Additional sources of aluminothermic chromium metal could also be quickly redirected or instigated. As stated in Chapter 1, there are no aluminothermic chromium-metal production plants currently extant in the United States, but aluminothermic production plants do exist that produce other high-purity metals. These plants could produce chromium metal if required. Also, since producers have indicated that the aluminothermic process is not as capital-equipment intensive as the electrolytic process, the construction of new facilities appears to be a minor factor should the need arise. As stated in Chapter 3, neither the electrolytic nor the aluminothermic process offers a significant advantage over the other in terms of environmental impact.
The degassing operations are harder to initiate quickly, however, because of the relatively large vacuum furnaces needed. The committee believes that suchvvacuum-degassing furnaces could be constructed within two years, if the need were sufficiently great.
POSSIBLE IMPROVEMENTS IN THE PROCESSING TECHNIQUES
The technique of electroslag remelting, utilizing the products of the above processes, could provide a level of purity higher than either high-grade aluminothermic or electrolytic chromium metal. The objective would be to obtain chromium metal in bulk metallurgical form. The process could address the current impurities of iron, silicon, carbon, oxygen, sulfur, and other impurities that, at the parts-per-million level, are still relatively high. The obvious difficulty is to obtain appropriate consumable electrodes from the above sources to run the process. Processes utilizing powder metallurgy, the chloride route, or chemical vapor deposition methods could be adapted to making electrodes. One must still remember that only a small fraction of the chromium-metal market would be involved, and economic factors may very well override the technical considerations in any such venture.

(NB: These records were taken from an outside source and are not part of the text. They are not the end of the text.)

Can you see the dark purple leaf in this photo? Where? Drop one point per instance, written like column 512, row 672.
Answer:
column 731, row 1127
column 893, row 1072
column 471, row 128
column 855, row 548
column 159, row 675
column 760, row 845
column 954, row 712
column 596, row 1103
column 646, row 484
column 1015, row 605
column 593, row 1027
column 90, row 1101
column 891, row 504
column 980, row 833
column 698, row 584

Current processes for producing high-purity chromium metal can provide powder as a possible source material for producing electrodes for an electroslag remelt process. The vapor pressure of chromium even at intermediate temperatures is high enough to promote vapor-phase sintering as a reasonably economic process. The powder might be used in a way similar to the current production of briquettes. A product relatively low in carbon, nitrogen, oxygen, and sulfur is currently produced. The sintering operation might be examined for adaptation
to producing electrodes suitable for electroslag remelting. Slags high in fluorite, CaF2, could be examined with the view to producing bulk metallurgical chromium with lower carbon, nitrogen, oxygen, and especially sulfur contents.
The committee considers it possible that a process based on induction plasma technology could use a chromium powder to produce satisfactory electrodes for remelt processing. Induction plasma methods, as opposed to arc plasma methods, can have inherently lower process-induced contamination. The powder could be melted directly with the plasma or injected through the plasma at a suitably arranged target that permits rapid solidification. This may be a feasible method to explore even with the high vapor pressure of chromium at its melting point (8-10 mm at about 1700 °C). The electrodes could then be processed in the electroslag remelt process with the object of obtaining ultra-high purity from elements that promote inclusion contents in later processing.
All of the above processes are energy-intensive and unattractive economically unless the need for the product is great enough.